(Jubilee Suites/Contributed)

There are only two places on earth where the natural phenomenon called a jubilee occurs: the Fairhope area and Japan. Dana Maloney has had the good fortune of living in both places. Rather than the bounty of sea creatures lulled out of their watery homes into the shallows, her personal jubilees came in different packages. While others may be snapping up flounder, crab, and shrimp during the brief oceanic wonder, Dana gained more permanent gifts. In Japan, her third son was born. In Fairhope, she reali

zed a dream of owning her own bed and breakfast. Jubilee Suites now welcomes others to enjoy their own personal celebrations whether it is a vacation, gathering, or business that brings them to this elegant lodge overlooking Mobile Bay.

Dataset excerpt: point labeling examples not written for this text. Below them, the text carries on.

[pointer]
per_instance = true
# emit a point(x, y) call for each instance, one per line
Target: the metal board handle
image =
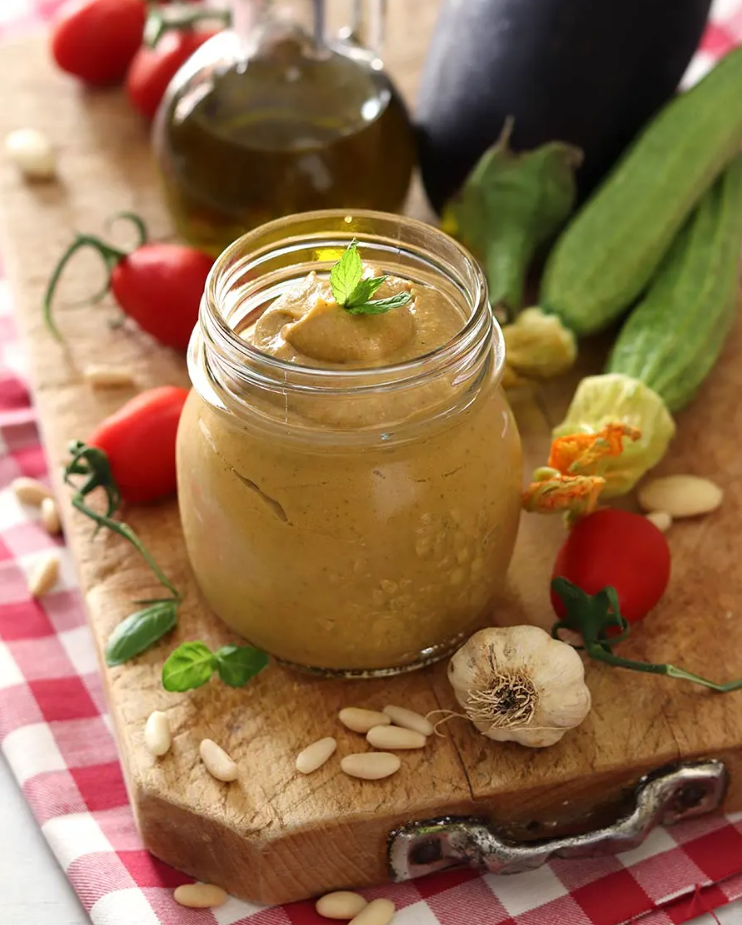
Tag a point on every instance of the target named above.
point(662, 798)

It started when Dana and her husband Jim discovered that a grandbaby was on the way. A move to Fairhope from their home in Charlotte, North Carolina became a given when their daughter-in-law spotted a For Sale sign in front of the former Away at the Bay Bed & Breakfast. The Maloneys purchased the prime property and began the renovation to create luxury suites and transform it into a resort packed with amenities. Guests can explore the coast in kayaks and paddleboards available for free at the beach front, along with life jackets. The gentle, shallow waters of the bay make watersports safe enough for small children to catch a ride with dad. Yoga sessions can be booked, as well as guided boat tours and adventures. 

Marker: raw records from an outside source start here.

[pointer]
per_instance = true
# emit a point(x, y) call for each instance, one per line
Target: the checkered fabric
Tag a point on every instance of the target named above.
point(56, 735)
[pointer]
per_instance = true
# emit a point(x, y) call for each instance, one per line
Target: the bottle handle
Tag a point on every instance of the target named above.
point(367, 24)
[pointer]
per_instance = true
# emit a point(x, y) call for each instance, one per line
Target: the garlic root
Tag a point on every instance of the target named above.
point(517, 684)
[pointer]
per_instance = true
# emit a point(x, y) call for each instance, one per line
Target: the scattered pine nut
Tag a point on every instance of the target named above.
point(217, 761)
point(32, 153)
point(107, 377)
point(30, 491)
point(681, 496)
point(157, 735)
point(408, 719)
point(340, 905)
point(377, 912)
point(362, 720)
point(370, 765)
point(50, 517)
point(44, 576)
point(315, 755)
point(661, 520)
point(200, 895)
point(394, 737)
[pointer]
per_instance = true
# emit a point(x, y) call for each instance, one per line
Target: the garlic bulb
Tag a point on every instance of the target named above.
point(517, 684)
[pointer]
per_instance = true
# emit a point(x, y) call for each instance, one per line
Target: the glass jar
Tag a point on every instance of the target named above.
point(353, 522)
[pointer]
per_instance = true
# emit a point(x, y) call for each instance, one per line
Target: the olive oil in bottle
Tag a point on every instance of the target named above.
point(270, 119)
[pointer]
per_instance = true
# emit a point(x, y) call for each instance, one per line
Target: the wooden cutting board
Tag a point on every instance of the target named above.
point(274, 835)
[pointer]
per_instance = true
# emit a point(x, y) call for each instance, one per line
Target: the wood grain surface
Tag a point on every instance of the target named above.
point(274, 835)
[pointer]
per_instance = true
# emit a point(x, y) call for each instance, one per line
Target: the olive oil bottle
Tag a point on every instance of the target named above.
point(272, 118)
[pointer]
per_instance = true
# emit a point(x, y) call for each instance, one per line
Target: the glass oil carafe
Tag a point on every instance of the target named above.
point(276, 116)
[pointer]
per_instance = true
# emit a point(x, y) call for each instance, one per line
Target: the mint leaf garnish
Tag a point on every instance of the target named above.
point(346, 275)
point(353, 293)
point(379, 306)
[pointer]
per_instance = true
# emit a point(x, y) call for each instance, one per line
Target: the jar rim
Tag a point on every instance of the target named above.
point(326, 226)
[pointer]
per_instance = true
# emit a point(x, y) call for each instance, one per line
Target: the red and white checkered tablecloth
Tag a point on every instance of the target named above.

(Jubilee Suites/Contributed)

Guests can retreat to one of seven suites, four two-bedrooms, and three one-bedrooms. These are complete with kitchens, dining, and living areas, and washers and dryers. Five of the suites open to balconies with sunset views. 

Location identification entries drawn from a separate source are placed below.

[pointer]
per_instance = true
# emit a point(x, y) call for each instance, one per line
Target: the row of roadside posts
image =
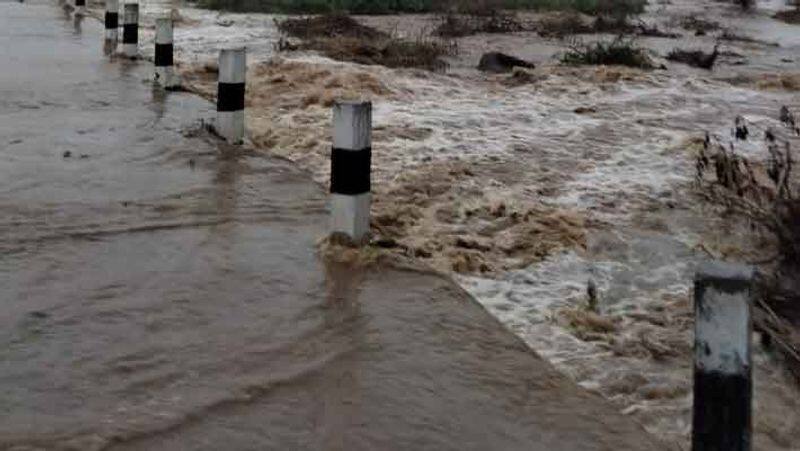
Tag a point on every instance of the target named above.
point(722, 419)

After a good night’s sleep, guests start the morning as Jim makes cooked-to-order gourmet breakfasts. The big table in the great room seats diners family-style, with separate café tables available. The big table is recommended, as Dana is a master of conversation starting. She gets to know her guests and shares commonalities among them to promote dialog, even networking opportunities. The daughter of an Air Force father and wife to a Navy husband, Dana learned quickly how to make new friends and get to know new places.  She channels this gift from the time guests arrive at the New Orleans-style courtyard to checkout. 

“You can never put a price on friendship,” says Dana Maloney. 

(Jubilee Suites/Contributed)

While guests can experience the great room, fire pit, gorgeous sunsets, and warm hospitality, the couple also wants to share their corner of paradise with the community. Dana’s goal: to make the world a better place. Starting in December, Dana and her experience manager, Christy Wells-Fritz, are expanding their hospitality with monthly speakers in a series called Minds and Meals. Their purpose is to bring people together—guests and locals—to share ideas and interests. The first speaker on December 5 is Lynn Oldshue, the author of “Our Southern Soul” and local NPR commentator. On February 5, Alan Hammack, who was one of the designers of the popular game Dungeons and Dragons, will be the guest speaker. A legend in the gaming community, he will discuss how games are made and played. March 6, Susan Hammack, former president of the Alabama Wildflower Society, will speak on the sentiency of plants. The series, with the exception of holidays and summer, will be held on the first Monday of the month at 6 p.m. in the great room.

The property and buildings have long been associated with sunsets over the water. Once a sailor’s lodge, it has come a long way since it was built in 1940 to house ship workers, many of them World War I and World War II veterans. These workers shared beds in eight-hour shifts, with no change of linens, unimaginable to us today, especially now with big, comfortable beds with spotless, fresh linens in the large rooms. The former dormitory, once located in Chickasaw, was moved across the bay to sit at its current ledge in 1947 by the Shoop family. A veteran himself, Mr. Shoop lived there with his wife and four children and rented rooms. For a time, it was the Sunset Beach Hotel, a nod to the spectacular painted sky at the end of the day. At his passing, his widow sold the property and the result was a series of seven owners. The old seaman’s rest has come full circle with a new Navy family continuing its long history of welcoming those who love ocean breezes. With two granddaughters and another on the way and a flow of new friends, the Maloneys plan a long stay as celebrated as a summer jubilee.